Possible alternatives if your data violate goodness of fit (chi-square) test assumptions
If the populations from which
data for a goodness of fit (chi-square) test
were sampled
violate one or more of
the chi-square test assumptions, the results of the analysis may be
incorrect or misleading.
If there are factors
unaccounted for in the analysis,
then the
chi-square test may not give useful results.
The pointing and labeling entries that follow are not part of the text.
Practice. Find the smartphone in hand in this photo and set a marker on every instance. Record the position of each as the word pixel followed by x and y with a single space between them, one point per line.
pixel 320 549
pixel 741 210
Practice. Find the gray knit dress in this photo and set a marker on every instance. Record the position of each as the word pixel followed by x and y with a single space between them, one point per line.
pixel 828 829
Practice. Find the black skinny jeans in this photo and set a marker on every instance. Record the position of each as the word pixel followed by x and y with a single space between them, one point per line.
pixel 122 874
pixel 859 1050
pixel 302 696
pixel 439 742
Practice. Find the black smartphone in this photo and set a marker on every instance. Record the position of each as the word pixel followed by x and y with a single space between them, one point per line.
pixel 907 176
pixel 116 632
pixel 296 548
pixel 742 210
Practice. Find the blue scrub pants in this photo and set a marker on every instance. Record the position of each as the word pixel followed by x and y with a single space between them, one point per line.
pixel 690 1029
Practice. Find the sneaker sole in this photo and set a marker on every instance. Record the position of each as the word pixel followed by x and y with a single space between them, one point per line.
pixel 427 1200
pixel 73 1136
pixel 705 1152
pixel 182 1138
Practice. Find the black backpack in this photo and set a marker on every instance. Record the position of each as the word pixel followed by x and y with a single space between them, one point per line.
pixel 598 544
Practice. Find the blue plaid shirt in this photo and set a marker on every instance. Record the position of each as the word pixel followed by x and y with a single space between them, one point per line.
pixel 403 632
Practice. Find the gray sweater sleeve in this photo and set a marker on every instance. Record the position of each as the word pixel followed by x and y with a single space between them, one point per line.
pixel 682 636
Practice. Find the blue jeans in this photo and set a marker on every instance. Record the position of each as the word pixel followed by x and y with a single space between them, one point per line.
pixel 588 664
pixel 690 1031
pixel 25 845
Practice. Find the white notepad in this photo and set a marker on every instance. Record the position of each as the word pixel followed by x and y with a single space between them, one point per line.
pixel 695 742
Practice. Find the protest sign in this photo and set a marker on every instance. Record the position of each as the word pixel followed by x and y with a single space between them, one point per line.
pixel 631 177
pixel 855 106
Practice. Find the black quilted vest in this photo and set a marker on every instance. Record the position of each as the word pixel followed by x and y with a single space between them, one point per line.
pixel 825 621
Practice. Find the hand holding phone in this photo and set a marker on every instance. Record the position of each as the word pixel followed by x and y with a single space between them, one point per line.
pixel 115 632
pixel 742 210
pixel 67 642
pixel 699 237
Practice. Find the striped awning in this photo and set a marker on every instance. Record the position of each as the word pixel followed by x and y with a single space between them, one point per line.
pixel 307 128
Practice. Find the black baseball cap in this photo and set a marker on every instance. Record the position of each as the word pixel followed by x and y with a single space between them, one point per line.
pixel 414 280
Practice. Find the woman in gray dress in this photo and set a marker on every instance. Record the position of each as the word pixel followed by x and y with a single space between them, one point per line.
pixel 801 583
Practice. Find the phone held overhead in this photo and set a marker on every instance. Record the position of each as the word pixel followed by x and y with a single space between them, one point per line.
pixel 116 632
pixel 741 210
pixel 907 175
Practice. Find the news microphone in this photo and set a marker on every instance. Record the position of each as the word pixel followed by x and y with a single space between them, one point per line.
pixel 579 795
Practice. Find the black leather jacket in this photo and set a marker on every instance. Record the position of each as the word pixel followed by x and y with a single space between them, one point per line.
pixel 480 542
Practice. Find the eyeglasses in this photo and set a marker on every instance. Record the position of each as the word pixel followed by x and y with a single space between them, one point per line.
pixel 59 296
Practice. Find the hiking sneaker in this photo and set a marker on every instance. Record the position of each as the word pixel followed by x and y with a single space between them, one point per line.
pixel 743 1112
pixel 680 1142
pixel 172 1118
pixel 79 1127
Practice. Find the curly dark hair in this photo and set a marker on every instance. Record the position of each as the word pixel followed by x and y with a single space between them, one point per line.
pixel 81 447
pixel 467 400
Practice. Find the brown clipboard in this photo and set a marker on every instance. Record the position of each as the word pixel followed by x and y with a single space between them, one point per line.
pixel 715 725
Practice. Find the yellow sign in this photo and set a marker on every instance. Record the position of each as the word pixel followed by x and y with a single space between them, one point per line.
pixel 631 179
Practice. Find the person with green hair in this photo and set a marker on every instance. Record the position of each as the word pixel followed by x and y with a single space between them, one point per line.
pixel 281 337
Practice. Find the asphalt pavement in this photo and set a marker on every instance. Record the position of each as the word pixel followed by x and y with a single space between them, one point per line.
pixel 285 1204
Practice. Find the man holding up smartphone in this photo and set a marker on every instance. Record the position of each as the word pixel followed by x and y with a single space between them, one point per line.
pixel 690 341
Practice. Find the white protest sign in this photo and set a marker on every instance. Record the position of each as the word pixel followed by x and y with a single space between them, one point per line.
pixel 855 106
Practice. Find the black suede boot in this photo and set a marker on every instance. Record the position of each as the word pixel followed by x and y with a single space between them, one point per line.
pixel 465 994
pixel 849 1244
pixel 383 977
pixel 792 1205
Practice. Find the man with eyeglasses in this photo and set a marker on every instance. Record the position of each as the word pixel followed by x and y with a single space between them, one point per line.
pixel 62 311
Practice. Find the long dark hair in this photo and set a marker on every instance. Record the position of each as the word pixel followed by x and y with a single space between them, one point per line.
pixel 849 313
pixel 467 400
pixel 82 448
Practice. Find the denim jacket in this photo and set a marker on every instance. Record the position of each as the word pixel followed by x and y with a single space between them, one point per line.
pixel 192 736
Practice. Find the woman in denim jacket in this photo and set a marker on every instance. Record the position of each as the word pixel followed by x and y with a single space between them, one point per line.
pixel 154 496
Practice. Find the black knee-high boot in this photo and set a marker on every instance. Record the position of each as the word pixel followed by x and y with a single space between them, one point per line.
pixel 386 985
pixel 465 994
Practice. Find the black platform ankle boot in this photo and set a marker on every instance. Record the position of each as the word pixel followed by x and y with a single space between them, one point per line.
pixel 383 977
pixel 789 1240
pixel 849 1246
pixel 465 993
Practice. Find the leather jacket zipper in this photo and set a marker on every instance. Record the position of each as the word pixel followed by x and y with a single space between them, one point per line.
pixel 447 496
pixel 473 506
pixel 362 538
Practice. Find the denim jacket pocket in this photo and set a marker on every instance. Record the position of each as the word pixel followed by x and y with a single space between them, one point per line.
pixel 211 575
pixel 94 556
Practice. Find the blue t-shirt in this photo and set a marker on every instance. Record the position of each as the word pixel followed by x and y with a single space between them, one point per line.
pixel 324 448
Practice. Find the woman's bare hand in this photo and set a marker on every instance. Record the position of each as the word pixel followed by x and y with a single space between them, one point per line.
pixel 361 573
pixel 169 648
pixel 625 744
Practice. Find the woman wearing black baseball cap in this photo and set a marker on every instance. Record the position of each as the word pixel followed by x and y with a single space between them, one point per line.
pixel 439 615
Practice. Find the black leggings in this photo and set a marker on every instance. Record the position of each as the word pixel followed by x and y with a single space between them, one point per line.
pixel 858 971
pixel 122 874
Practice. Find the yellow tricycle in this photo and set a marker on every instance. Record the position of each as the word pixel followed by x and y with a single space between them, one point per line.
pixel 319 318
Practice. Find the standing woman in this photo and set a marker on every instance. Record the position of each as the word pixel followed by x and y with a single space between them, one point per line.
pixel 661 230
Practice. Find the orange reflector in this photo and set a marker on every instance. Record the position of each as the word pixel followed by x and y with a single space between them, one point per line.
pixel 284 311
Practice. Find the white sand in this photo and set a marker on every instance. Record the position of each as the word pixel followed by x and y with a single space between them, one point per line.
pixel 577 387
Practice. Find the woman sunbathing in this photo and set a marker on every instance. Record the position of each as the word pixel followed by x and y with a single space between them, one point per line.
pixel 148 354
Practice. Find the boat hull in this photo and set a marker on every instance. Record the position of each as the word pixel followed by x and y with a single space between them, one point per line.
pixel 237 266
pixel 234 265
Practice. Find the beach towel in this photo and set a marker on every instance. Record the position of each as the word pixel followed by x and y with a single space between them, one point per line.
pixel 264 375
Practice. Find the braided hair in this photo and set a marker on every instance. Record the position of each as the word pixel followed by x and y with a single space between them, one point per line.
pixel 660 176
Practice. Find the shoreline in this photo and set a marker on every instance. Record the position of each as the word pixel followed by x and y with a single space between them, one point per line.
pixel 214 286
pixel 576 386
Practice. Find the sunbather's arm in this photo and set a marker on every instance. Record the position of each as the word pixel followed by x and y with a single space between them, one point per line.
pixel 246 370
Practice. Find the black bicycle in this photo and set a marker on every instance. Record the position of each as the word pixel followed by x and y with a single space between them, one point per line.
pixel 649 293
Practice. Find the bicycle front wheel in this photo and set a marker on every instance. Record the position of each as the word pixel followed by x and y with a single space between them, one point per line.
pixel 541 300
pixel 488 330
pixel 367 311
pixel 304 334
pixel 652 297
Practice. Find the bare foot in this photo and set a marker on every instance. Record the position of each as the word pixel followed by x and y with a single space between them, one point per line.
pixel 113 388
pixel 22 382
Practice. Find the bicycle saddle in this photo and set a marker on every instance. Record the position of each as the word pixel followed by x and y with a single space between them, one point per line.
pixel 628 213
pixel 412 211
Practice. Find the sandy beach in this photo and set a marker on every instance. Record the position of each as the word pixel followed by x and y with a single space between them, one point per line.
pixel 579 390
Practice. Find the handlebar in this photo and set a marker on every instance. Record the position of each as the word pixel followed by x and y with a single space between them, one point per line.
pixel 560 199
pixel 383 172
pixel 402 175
In such cases, stratification
may provide a better analysis.
Alternatively, you can use a test
specifically tailored
to the family of your hypothesized distribution, such as
tests for normality.
Data from a continuous distribution might
better match a specific hypothesized distribution
after transformation.
All of these alternatives require that you have access to the
original individual data values.
Alternative procedures:
Stratification: Dividing
the sample into homogeneous subsamples
Stratification involves dividing a sample into
subsamples based on one or more characteristics
of the population. For example, a sample may
be stratified by gender.
If the distribution function is different for
the different strata, then the characteristic
used for stratification may be an
implicit factor,
and a separate analysis
for each individual subsample may be more
informative than an analysis of the entire sample.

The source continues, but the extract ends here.